A year and a half ago, NASA announced that one of its scientists, Felisa Wolfe-Simon, had found a bacterium that could use arsenic instead of phosphorus in its DNA. This revelation, published in Science, had enormous implications for our understanding of what’s necessary for life—we’ve always thought phosphorus was essential and arsenic poisonous, and having that disproven might mean life could exist in environments where it had been thought impossible.
Almost immediately, though, scientists and science journalists began to pick apart this paper. DISCOVER blogger Carl Zimmer rounded up the case against in a Slate article shortly after the paper’s publication. Ever since, he’s kept track of the story’s evolution—including experiments posted by microbiologist Rosie Redfield on her blog that provided evidence against the claim—here on his blog.
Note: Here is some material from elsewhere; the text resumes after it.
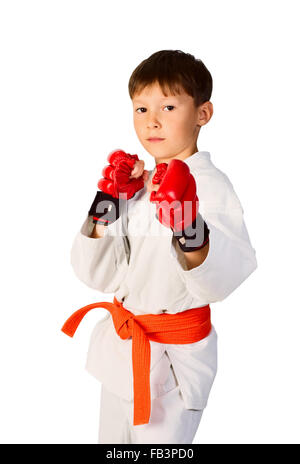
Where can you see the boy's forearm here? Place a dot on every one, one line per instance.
(195, 258)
All the way along, Wolfe-Simons refused to comment on Redfield’s experiments, saying she would wait until they were published by a peer-reviewed journal. Now, Redfield’s paper and one other paper finding no evidence of arsenic life have been published by Science, the same journal that published the original claim. The researchers found no evidence of arsenic being used in the bacterium’s DNA.
The authors note that it can survive at very low concentrations of phosphorus and can handle concentrations of arsenic an order of magnitude higher than other cells, which is neat, but not evidence that it can actually use arsenic–chemical tests showed that there was no arsenic in the bacterium’s DNA. Wolfe-Simons, now open to talking about the work, said something very peculiar in corresponding with Alan Boyle of MSN: “There is nothing in the data of these new papers that contradicts our published data.” It’s hard to see how she can think that; however, she and her collaborators appear to be alone in that conviction.